Populists are the dominant group among all the Republican groups, and especially among those who identify themselves as strong Republicans and independents. Surprisingly, there is no category of Republican in which either of the two main strains in the Republican Party is dominant. This ought to tell Republican leaders how out of touch they are with their voters on these issues.

The populists have been marginalized — is this their revenge?

Obviously there are limits to this data. This is admittedly an overly simple approach to measuring ideology, focusing on only two issues out of many. For those who are interested in more on the multidimensionalities of public opinion, I recommend digging into the aforementioned Carmines, Ensley, and Wagner papers, as well as a fascinating deep dive into the complicated extremism of "moderate" public opinion by Douglas J. Ahler and David E. Broockman.

But limitations aside, if these two issues turn out to be salient for the months to come, the establishment Republicans — and the business Republican donors who support them — are in a very weak position.

This suggests that candidates who can take on the populist mantle on these issues will resonate with the preferences of a considerable share of the electorate. Given this, it makes sense that Trump and Sanders (the only candidates who don't spend most of their time sucking up to establishment donors) are the candidates filling the populist void — and winning support as a result.

This should not come as a surprise. As my New America colleague Michael Lind argued last September, what he called "the billionaire consensus" (primarily immigration reform and entitlement cuts) was having a hard time getting through Congress because it ran against public opinion. Late last year into early this year, political consultants were falling over themselves to predict a populist election.

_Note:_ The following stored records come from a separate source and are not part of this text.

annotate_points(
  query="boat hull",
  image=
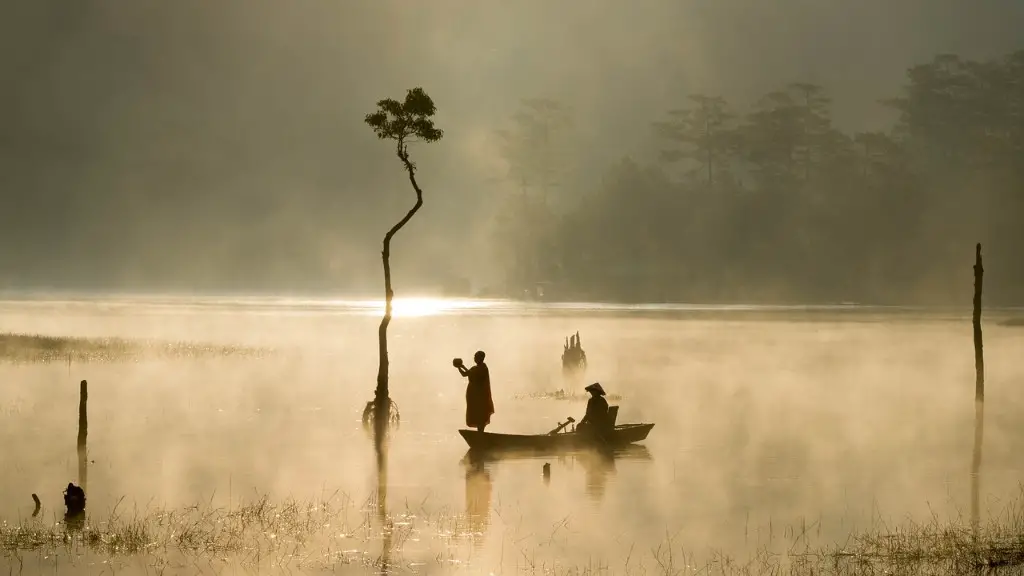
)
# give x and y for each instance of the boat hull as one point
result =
(622, 436)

As Democratic strategist Doug Sosnik noted last November, "Across the political spectrum, there is [a] growing populist push for a retrenchment from global affairs, with a renewed focus on the problems here at home. Americans are worried about the struggles of the battered middle class, whose real incomes have not improved in more than two decades. ... we will see populists from the left and the right increasingly come together to force change." Meanwhile, independent strategist Matthew Dowd said back in January that all consultants were "in complete agreement on the idea that there has to be an economic populist message." Funny, that's the same Matthew Dowd, by the way, who more recently said on Twitter that "trump's [sic] support has nothing to do with any issues." Looks like somebody has been spending more time with business Republican donors since January.

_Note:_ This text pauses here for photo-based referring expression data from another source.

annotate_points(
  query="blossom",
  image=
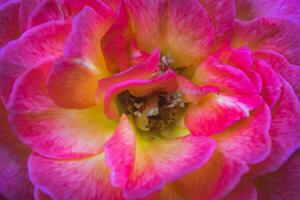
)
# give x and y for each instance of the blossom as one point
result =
(139, 99)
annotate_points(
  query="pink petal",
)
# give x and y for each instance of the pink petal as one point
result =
(283, 183)
(72, 83)
(210, 115)
(9, 24)
(140, 170)
(166, 25)
(165, 82)
(221, 13)
(86, 178)
(47, 11)
(191, 92)
(270, 33)
(249, 9)
(290, 72)
(284, 131)
(212, 181)
(14, 181)
(36, 45)
(84, 40)
(271, 88)
(227, 78)
(249, 140)
(50, 130)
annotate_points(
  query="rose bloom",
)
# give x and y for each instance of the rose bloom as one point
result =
(150, 99)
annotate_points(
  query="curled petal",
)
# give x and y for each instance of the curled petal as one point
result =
(36, 45)
(50, 130)
(9, 24)
(140, 166)
(167, 25)
(211, 115)
(86, 178)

But beyond just understanding the potential for Trump's support, this simple analysis should tell us something larger and perhaps more profound about the American electorate. While the two parties may offer competing platforms, these platforms are often the product of what elites and active interest groups within the party want. Given the multidimensionality of public opinion, any attempt to reconcile political conflict along a single dimension is going to leave a considerable share of the public behind. But on the rare occasion that we see a candidate who can speak to that marginalized public, we shouldn't be surprised to see an enthusiastic public response.